Kimura M, Miki T, Hiraga S, Nagata T, Yura T
J Bacteriol. 1979 Dec;140(3):825-34. doi: 10.1128/jb.140.3.825-834.1979.
Three amber mutations, dna-801, dna-803, and dna-806, were isolated by localized mutagenesis of the dnaA-oriC region of the chromosome from an Escherichia coli strain carrying temperature-sensitive amber suppressors. When the mutations were not suppressed at 42 degrees C, the cells did not grow and DNA synthesis was arrested. They were very closely linked to each other and to the dnaA46 mutation. The mutant phenotype of each strain was converted to the wild type by infecting the mutants with specialized transducing phase lambda i21 dnaA-2 but not with lambda i21 tna. Derivatives of lambda i21 dnaA-2, each of which carried the amber mutation dna-801 dna-803, or dna-806, converted the dnaA mutant phenotype to Dna+ but did not convert rhe amber mutants to the wild-type phenotype. E. coli uvrB cells were irradiated with ultraviolet light and infected with each of these phage strains. An analysis of proteins synthesized in the cells revealed that two proteins with molecular weights of 50,000 and 43,000 were specified by lambda i21 dnaA-2 but not by lambda i21 tna. When the ultraviolet-irradiated cells did not carry an amber suppressor, the derivative phage with the amber mutation invariably failed to produce the 43,000-dalton protein, but when the host cell carried supF (tyrT), the protein was produced. The 50,000-dalton protein was unaffected.
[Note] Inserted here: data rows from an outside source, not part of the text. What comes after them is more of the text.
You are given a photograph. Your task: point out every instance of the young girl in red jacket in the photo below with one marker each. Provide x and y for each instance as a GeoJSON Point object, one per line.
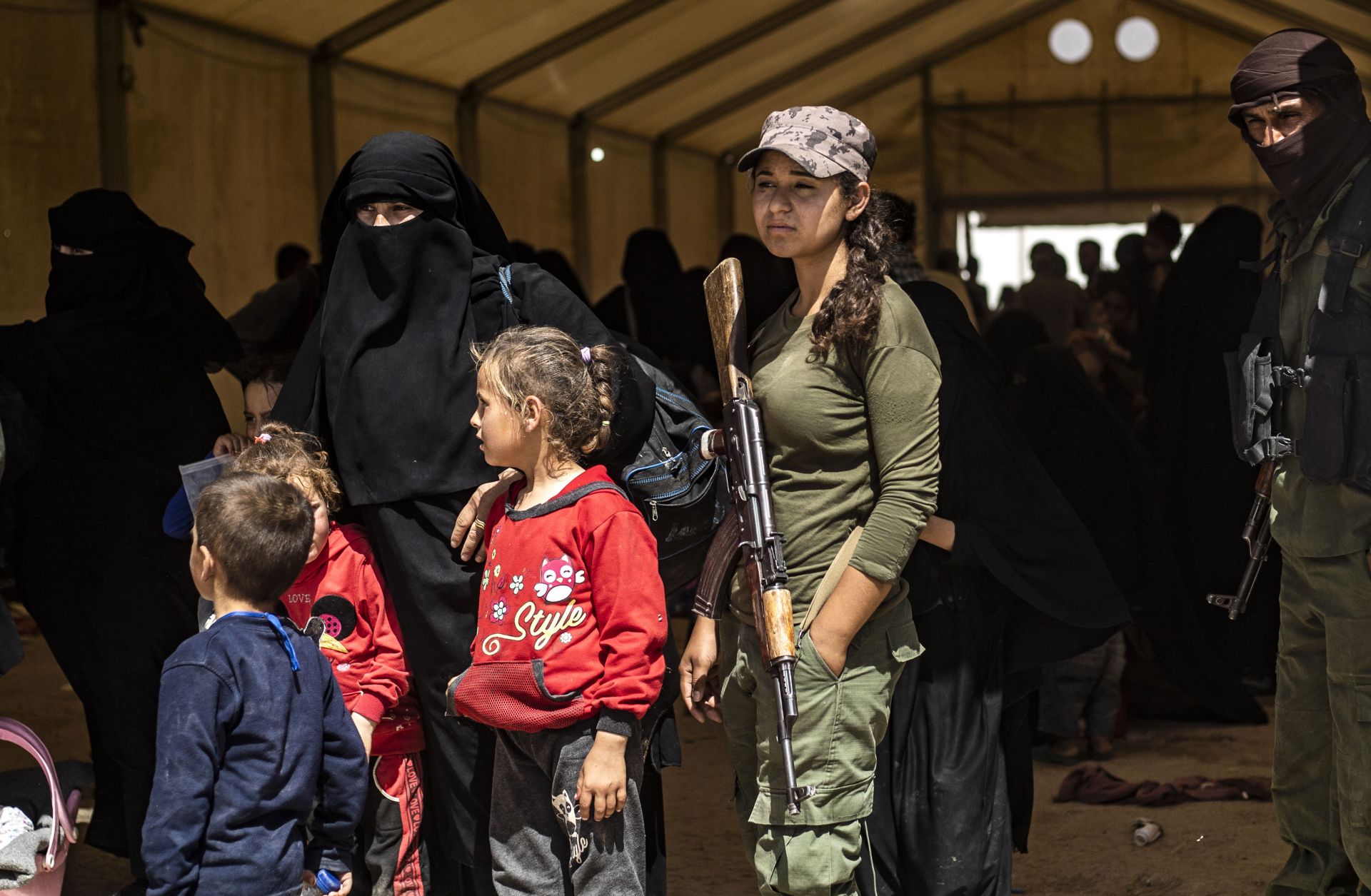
{"type": "Point", "coordinates": [341, 598]}
{"type": "Point", "coordinates": [568, 651]}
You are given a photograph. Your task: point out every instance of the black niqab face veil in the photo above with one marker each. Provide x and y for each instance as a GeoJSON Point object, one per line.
{"type": "Point", "coordinates": [398, 380]}
{"type": "Point", "coordinates": [1308, 166]}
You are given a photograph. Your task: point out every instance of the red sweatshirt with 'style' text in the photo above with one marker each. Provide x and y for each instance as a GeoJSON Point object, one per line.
{"type": "Point", "coordinates": [572, 615]}
{"type": "Point", "coordinates": [343, 588]}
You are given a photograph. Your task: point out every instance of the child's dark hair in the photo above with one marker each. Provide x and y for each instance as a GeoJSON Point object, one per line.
{"type": "Point", "coordinates": [578, 384]}
{"type": "Point", "coordinates": [269, 369]}
{"type": "Point", "coordinates": [852, 313]}
{"type": "Point", "coordinates": [293, 456]}
{"type": "Point", "coordinates": [258, 529]}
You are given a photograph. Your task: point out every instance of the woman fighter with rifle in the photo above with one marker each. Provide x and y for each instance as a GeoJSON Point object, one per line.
{"type": "Point", "coordinates": [845, 380]}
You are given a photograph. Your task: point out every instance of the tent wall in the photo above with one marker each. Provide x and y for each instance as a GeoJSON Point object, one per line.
{"type": "Point", "coordinates": [49, 146]}
{"type": "Point", "coordinates": [220, 151]}
{"type": "Point", "coordinates": [526, 174]}
{"type": "Point", "coordinates": [368, 103]}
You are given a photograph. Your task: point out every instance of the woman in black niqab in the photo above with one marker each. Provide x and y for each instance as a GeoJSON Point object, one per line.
{"type": "Point", "coordinates": [1201, 313]}
{"type": "Point", "coordinates": [386, 378]}
{"type": "Point", "coordinates": [116, 377]}
{"type": "Point", "coordinates": [1023, 585]}
{"type": "Point", "coordinates": [636, 307]}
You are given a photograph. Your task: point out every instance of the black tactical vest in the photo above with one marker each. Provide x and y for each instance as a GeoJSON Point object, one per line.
{"type": "Point", "coordinates": [1336, 371]}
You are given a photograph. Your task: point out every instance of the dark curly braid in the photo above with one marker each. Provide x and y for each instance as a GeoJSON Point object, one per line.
{"type": "Point", "coordinates": [852, 313]}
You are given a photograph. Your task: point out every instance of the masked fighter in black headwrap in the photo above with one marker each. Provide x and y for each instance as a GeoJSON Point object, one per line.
{"type": "Point", "coordinates": [116, 376]}
{"type": "Point", "coordinates": [1299, 106]}
{"type": "Point", "coordinates": [386, 378]}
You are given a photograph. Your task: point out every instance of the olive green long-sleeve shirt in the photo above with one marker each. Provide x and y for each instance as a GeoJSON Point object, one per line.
{"type": "Point", "coordinates": [850, 441]}
{"type": "Point", "coordinates": [1310, 520]}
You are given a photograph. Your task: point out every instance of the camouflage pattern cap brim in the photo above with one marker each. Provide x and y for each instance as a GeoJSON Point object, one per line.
{"type": "Point", "coordinates": [823, 140]}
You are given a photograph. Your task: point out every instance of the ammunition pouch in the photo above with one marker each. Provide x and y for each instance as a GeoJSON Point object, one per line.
{"type": "Point", "coordinates": [1336, 373]}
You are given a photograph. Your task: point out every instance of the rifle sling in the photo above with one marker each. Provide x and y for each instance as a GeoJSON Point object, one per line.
{"type": "Point", "coordinates": [830, 583]}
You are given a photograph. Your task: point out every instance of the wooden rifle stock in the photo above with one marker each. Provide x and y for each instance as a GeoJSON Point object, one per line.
{"type": "Point", "coordinates": [750, 528]}
{"type": "Point", "coordinates": [719, 568]}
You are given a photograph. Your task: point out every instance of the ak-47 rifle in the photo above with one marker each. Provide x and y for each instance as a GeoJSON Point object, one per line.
{"type": "Point", "coordinates": [1257, 535]}
{"type": "Point", "coordinates": [750, 525]}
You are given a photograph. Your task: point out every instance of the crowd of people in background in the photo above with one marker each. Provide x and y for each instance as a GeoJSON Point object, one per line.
{"type": "Point", "coordinates": [1034, 477]}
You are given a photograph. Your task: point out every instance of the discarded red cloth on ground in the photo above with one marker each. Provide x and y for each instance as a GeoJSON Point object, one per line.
{"type": "Point", "coordinates": [1090, 782]}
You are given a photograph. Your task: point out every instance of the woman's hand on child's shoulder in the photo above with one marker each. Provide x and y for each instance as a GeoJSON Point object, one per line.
{"type": "Point", "coordinates": [469, 529]}
{"type": "Point", "coordinates": [231, 444]}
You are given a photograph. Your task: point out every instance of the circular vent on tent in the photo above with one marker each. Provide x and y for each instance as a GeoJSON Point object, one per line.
{"type": "Point", "coordinates": [1137, 39]}
{"type": "Point", "coordinates": [1070, 41]}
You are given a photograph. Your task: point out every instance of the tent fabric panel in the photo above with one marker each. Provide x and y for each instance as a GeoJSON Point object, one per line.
{"type": "Point", "coordinates": [368, 103]}
{"type": "Point", "coordinates": [49, 146]}
{"type": "Point", "coordinates": [524, 173]}
{"type": "Point", "coordinates": [790, 44]}
{"type": "Point", "coordinates": [457, 41]}
{"type": "Point", "coordinates": [825, 85]}
{"type": "Point", "coordinates": [620, 201]}
{"type": "Point", "coordinates": [1189, 59]}
{"type": "Point", "coordinates": [1028, 151]}
{"type": "Point", "coordinates": [301, 22]}
{"type": "Point", "coordinates": [693, 218]}
{"type": "Point", "coordinates": [221, 152]}
{"type": "Point", "coordinates": [633, 51]}
{"type": "Point", "coordinates": [1248, 18]}
{"type": "Point", "coordinates": [1183, 146]}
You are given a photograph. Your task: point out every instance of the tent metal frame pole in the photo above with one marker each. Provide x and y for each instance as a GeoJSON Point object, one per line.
{"type": "Point", "coordinates": [1011, 201]}
{"type": "Point", "coordinates": [933, 203]}
{"type": "Point", "coordinates": [828, 56]}
{"type": "Point", "coordinates": [724, 181]}
{"type": "Point", "coordinates": [323, 132]}
{"type": "Point", "coordinates": [468, 134]}
{"type": "Point", "coordinates": [1007, 106]}
{"type": "Point", "coordinates": [372, 26]}
{"type": "Point", "coordinates": [703, 56]}
{"type": "Point", "coordinates": [578, 147]}
{"type": "Point", "coordinates": [1105, 151]}
{"type": "Point", "coordinates": [323, 62]}
{"type": "Point", "coordinates": [1205, 19]}
{"type": "Point", "coordinates": [564, 43]}
{"type": "Point", "coordinates": [111, 103]}
{"type": "Point", "coordinates": [661, 186]}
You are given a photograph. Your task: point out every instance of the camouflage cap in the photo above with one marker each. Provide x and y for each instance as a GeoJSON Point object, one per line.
{"type": "Point", "coordinates": [823, 140]}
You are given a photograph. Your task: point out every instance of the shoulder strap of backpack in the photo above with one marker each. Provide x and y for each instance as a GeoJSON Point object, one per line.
{"type": "Point", "coordinates": [563, 502]}
{"type": "Point", "coordinates": [1350, 241]}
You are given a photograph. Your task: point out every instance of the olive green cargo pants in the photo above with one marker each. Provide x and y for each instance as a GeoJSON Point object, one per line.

通过对携带温度敏感型琥珀突变抑制基因的大肠杆菌菌株染色体的dnaA - oriC区域进行定位诱变,分离出了三个琥珀突变体,即dna - 801、dna - 803和dna - 806。当这些突变在42℃时未被抑制时,细胞无法生长且DNA合成停止。它们彼此之间以及与dnaA46突变紧密连锁。通过用特异性转导噬菌体λi21 dnaA - 2感染这些突变体,每个菌株的突变表型可转变为野生型,但用λi21 tna感染则不行。λi21 dnaA - 2的衍生物,每个都携带琥珀突变dna - 801、dna - 803或dna - 806,可将dnaA突变表型转变为Dna + ,但不能将琥珀突变体转变为野生型表型。用紫外线照射大肠杆菌uvrB细胞,然后用这些噬菌体菌株中的每一种进行感染。对细胞中合成的蛋白质进行分析发现,λi21 dnaA - 2可产生两种分子量分别为50,000和43,000的蛋白质,而λi21 tna则不能。当紫外线照射的细胞不携带琥珀突变抑制基因时,带有琥珀突变的衍生噬菌体总是无法产生43,000道尔顿的蛋白质,但当宿主细胞携带supF(tyrT)时,则会产生该蛋白质。50,000道尔顿的蛋白质不受影响。